A ideia de implantar no país um modelo de escola militar assusta a pesquisadora. “Precisamos trabalhar no desenvolvimento de competências para uma sociedade democrática, o plano de escolas militarizadas com mais repressão e controle é o contrário do que estamos propondo”.
A professora acrescenta que muitas vezes o trabalho realizado atualmente nas escolas não é efetivo. Palestras sobre bullying, por exemplo, podem não surtir efeito no bem estar e na formação ética dos estudantes. “As escolas precisam estudar outras estratégias para lidar de forma mais eficiente com o problema da violência e não atuar apenas como bombeiras”.
A escola de Suzano não se diferencia em nada com as demais escolas do Estado, salienta Telma. Está inclusive bem colocada no Índice de Desenvolvimento da Educação Básica (Ideb). O ataque chamou a atenção para a necessidade da adoção de políticas que privilegiem a boa convivência e em grande escala, atingindo todas as escolas. Esse também é o propósito do Gepem na busca de parcerias para viabilizar as ações.
Longo prazo
“Os alunos que viveram o ataque foram perseguidos por predadores. Não somos presa e quando isso ocorre há uma quebra na existência do indivíduo que precisará reconstruir sua existência com o novo mundo que conheceu”, explica a psiquiatra Karina Diniz, da FCM.
Ela destaca que algumas reações ao ataque surgirão até seis ou oito meses depois. Por isso a ideia das profissionais da Unicamp é acompanhar a comunidade escolar por cerca de dois anos. “Podem existir casos de pessoas que agora estão bem, tranquilas, mas que, com o tempo, podem desenvolver crises de ansiedade, ter pesadelos, podem não conseguir fazer as coisas como faziam, pode surgir uma crise de pânico e o sentimento de desamparo”.

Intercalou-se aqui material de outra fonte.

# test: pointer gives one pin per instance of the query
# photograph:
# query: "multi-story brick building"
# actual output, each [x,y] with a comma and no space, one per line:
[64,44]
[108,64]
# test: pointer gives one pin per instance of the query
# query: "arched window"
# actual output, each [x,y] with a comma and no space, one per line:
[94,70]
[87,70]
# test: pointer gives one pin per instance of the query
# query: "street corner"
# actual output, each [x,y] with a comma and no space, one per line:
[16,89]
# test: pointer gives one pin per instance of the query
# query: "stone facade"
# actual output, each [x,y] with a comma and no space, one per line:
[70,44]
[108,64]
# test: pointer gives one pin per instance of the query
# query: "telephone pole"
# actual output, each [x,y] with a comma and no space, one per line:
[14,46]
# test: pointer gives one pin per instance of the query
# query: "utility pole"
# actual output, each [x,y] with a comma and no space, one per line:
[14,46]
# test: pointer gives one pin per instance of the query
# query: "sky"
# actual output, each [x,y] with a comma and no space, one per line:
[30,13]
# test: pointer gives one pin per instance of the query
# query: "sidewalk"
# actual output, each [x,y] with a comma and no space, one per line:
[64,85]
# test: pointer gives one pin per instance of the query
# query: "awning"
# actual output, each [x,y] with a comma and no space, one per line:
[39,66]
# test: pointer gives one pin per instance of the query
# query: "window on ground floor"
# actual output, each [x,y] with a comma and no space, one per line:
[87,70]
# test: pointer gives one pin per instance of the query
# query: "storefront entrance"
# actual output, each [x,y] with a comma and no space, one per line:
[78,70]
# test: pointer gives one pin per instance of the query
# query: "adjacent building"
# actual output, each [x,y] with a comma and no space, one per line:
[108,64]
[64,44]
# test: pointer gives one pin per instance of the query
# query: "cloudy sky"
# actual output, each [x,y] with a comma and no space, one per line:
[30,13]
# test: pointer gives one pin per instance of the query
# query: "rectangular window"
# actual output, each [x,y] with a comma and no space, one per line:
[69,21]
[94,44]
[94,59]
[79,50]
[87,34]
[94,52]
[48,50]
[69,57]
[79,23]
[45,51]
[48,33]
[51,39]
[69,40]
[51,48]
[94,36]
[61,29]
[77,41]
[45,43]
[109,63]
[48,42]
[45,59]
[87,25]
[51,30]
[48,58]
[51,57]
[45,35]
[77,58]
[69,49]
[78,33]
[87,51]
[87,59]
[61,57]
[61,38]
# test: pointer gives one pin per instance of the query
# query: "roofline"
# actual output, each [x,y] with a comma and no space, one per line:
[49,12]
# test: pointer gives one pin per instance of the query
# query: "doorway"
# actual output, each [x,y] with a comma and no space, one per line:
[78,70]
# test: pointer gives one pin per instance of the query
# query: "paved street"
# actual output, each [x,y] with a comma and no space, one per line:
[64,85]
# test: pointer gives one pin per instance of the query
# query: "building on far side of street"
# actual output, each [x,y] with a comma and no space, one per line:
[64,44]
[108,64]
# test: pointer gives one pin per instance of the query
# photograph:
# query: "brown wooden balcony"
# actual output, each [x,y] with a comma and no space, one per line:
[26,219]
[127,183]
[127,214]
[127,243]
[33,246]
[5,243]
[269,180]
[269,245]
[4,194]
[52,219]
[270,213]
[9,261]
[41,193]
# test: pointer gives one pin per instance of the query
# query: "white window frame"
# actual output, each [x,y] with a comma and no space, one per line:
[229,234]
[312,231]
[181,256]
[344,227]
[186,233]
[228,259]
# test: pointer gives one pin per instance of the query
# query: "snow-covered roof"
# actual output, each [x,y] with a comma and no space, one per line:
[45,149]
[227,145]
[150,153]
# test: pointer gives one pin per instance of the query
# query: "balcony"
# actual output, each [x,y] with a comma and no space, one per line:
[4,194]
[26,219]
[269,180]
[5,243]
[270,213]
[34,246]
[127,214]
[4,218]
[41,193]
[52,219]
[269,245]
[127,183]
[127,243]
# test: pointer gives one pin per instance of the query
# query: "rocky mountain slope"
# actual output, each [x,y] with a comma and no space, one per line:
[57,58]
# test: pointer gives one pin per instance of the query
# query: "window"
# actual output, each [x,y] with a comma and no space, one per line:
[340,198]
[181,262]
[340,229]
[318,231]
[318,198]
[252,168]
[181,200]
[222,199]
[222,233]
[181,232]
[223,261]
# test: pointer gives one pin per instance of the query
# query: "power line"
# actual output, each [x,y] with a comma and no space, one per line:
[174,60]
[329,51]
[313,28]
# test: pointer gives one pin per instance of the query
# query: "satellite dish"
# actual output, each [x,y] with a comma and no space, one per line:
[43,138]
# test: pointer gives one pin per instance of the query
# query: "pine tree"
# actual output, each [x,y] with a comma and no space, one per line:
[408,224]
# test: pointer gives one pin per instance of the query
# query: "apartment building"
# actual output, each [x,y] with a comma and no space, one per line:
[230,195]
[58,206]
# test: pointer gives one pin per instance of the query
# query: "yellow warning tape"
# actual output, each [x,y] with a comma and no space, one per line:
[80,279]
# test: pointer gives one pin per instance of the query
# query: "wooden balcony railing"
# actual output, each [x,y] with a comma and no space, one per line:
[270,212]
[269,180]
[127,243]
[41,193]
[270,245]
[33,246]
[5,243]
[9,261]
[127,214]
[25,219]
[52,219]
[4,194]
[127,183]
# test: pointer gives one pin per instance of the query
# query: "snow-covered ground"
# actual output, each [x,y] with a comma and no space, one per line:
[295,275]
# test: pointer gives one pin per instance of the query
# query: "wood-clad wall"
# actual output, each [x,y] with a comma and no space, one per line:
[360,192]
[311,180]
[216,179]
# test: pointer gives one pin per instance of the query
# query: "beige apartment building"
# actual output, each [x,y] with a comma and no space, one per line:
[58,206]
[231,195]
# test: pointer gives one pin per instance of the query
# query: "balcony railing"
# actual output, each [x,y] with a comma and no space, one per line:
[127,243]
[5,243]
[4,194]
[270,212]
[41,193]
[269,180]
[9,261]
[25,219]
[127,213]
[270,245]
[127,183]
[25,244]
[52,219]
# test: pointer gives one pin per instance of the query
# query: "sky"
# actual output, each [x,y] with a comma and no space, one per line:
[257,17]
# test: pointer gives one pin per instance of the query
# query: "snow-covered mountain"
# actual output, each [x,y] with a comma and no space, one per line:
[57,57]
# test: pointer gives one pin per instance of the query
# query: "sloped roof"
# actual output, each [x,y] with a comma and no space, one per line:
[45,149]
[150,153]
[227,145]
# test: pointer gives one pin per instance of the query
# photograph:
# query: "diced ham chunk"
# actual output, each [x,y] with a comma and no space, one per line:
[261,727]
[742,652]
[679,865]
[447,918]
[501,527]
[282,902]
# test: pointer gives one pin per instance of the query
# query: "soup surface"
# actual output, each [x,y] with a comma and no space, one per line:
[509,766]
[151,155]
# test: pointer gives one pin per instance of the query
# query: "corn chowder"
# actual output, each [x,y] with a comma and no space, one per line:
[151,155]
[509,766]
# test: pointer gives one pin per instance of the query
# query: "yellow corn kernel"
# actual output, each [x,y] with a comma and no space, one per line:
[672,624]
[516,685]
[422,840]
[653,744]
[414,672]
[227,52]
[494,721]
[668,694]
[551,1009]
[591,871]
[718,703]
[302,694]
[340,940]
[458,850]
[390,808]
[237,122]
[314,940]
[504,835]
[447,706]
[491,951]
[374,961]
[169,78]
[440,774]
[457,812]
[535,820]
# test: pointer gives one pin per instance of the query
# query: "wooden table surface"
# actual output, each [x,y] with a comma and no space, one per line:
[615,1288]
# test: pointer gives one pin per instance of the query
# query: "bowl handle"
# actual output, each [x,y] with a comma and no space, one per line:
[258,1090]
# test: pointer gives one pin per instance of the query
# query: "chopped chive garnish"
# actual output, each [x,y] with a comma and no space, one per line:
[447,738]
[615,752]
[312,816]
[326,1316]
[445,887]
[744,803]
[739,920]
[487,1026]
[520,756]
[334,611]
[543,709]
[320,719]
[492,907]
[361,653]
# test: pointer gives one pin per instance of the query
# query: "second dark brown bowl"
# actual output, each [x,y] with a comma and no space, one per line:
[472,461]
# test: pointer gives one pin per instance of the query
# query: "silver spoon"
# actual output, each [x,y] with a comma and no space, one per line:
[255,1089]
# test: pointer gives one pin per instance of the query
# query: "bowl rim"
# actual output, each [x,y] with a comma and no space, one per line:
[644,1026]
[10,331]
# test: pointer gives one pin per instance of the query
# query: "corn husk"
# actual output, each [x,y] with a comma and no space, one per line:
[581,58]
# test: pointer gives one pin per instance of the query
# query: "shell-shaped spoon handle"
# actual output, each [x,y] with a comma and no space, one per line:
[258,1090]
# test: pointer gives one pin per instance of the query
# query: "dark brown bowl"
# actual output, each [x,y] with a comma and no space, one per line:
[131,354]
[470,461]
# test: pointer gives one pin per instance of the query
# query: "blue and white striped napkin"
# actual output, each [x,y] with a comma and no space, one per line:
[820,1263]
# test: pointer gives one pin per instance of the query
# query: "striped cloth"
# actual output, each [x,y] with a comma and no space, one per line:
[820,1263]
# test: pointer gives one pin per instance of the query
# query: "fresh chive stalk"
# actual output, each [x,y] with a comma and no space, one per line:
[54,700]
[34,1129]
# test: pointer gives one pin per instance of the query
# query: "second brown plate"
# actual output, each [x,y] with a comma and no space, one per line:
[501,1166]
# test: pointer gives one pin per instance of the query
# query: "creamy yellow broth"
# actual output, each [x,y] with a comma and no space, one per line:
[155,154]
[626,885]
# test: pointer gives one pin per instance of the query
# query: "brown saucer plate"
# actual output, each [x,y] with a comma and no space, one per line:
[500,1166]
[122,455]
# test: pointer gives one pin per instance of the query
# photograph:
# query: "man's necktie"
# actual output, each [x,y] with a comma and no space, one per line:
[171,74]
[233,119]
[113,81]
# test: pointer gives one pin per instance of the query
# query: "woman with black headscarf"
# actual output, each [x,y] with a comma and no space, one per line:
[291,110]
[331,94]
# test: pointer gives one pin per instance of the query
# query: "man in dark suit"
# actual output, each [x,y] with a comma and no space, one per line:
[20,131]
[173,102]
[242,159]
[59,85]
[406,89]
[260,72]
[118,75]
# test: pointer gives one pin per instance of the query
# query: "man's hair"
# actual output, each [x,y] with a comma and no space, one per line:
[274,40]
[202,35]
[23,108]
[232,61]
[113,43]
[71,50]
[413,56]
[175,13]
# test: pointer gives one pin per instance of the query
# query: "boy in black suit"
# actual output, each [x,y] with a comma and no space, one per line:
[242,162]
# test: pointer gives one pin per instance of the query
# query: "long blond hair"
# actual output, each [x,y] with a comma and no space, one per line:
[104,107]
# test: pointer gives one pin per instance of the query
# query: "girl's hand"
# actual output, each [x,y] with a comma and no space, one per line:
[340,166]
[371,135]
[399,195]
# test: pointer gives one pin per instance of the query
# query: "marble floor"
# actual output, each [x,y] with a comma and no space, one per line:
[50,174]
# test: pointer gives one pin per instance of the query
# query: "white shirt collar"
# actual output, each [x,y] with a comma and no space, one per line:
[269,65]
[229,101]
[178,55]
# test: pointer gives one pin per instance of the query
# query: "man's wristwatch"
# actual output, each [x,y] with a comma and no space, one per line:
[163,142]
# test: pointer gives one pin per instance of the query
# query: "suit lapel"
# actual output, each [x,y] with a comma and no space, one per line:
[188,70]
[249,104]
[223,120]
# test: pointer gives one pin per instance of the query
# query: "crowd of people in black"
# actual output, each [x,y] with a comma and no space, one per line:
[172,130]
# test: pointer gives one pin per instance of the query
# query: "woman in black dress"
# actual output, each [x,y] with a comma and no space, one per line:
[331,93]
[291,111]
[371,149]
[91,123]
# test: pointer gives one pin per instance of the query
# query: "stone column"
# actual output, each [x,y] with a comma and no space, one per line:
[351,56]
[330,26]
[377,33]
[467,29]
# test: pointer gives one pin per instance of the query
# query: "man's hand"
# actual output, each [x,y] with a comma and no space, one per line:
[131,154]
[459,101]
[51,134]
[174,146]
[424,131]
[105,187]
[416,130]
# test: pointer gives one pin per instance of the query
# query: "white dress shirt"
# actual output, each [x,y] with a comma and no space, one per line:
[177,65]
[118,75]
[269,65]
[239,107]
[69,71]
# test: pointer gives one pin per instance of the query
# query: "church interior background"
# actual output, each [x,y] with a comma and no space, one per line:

Karina é vinculada ao Departamento de Psicologia Médica e Psiquiatria da FCM Unicamp. A chefe do departamento, Renata Azevedo, destaca que os psiquiatras estão em Suzano atuando no cuidado do estresse pós-traumático. “Mas não sabemos quem vai evoluir para isso, se a nossa ação na escola será cuidar do ambiente mais saudável ou de pessoas em particular”.
Os profissionais estão empenhados em observar os grupos de adolescentes, de adultos e também das famílias dos agressores. “Há uma possibilidade de problematizar com todos eles algo que vai ser muito importante para a saúde mental dos estudantes que é saber que algumas pessoas que tem determinadas fragilidades, que o sofrimento de cada um precisa ser levado e conta”.
A produção de empatia também é apontada pelas psiquiatras como uma saída para o problema da violência nas escolas. E começa com os profissionais envolvidos na rede de apoio. “A gente não está indo como especialista porque não temos essa experiência, mas é uma oportunidade de aprender e ensinar coisas”, afirma Karina.